Neil Morrissey has said working-class actors are "under-represented" because productions are funded by “Oxbridge people”.
The Men Behaving Badly star, who was born in Stafford, also stated that Northern actors are "hard to sell" to US networks.
Morrissey, 58, told the Radio Times: “When Oxbridge people are pumping a lot of money into a production, they want their own.
“We’re [working-class actors] always under-represented, because it’s hard to sell a bunch of northerners to an American network when they consider Brits to be slightly fey James Bond-ish types, not people who work in a factory.”
However, Morrissey went on to say that there could be change on the horizon for TV and the stories shown because of the coronavirus pandemic.
He said: “We just went through a period with all these glamorous series about spies or aspirational families.
“But I’ve got a feeling we’re going to head into a transition period, a bit like the kitchen sink era, where we’re going to want to know about the general public and the frontline workers. I think a lot of people are going to want to tell their stories.”

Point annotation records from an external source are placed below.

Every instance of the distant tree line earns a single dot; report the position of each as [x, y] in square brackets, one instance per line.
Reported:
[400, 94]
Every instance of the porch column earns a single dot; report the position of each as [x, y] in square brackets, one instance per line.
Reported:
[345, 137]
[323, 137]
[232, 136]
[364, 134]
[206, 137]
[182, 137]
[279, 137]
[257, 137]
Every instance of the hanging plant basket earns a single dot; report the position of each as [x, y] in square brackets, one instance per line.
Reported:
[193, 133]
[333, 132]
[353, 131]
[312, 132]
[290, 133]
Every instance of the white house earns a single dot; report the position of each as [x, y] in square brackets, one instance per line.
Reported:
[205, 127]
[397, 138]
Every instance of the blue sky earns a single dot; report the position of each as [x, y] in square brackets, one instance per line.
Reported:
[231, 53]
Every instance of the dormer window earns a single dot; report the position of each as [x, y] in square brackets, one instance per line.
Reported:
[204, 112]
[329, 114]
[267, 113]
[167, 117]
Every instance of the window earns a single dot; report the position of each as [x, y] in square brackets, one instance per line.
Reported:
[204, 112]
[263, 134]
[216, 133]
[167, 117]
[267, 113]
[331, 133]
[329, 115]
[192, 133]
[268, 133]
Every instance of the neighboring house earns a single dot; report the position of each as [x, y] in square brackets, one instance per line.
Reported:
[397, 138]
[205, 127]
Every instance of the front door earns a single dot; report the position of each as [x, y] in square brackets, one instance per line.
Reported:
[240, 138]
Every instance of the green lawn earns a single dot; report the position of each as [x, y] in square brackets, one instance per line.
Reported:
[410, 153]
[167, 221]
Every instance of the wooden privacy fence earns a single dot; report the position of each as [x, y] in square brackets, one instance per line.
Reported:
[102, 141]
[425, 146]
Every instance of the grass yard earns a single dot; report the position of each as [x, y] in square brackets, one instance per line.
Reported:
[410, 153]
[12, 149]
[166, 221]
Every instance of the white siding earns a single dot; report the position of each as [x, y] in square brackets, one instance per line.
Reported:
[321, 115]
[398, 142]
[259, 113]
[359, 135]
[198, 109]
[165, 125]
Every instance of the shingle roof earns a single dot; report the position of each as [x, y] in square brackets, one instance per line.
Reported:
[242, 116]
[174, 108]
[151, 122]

Morrissey grew up in care from the age of 10, a subject he covered in BBC documentary Neil Morrissey: Care Home Kid back in 2011.
He later studied at the Guildhall School of Music and Drama in London with the help of a grant.
As well as playing Tony in Men Behaving Badly, his other notables roles include Rocky in Boon, Eddie Lawson in Waterloo Road and voicing Bob the Builder as well as many other characters on the animated series.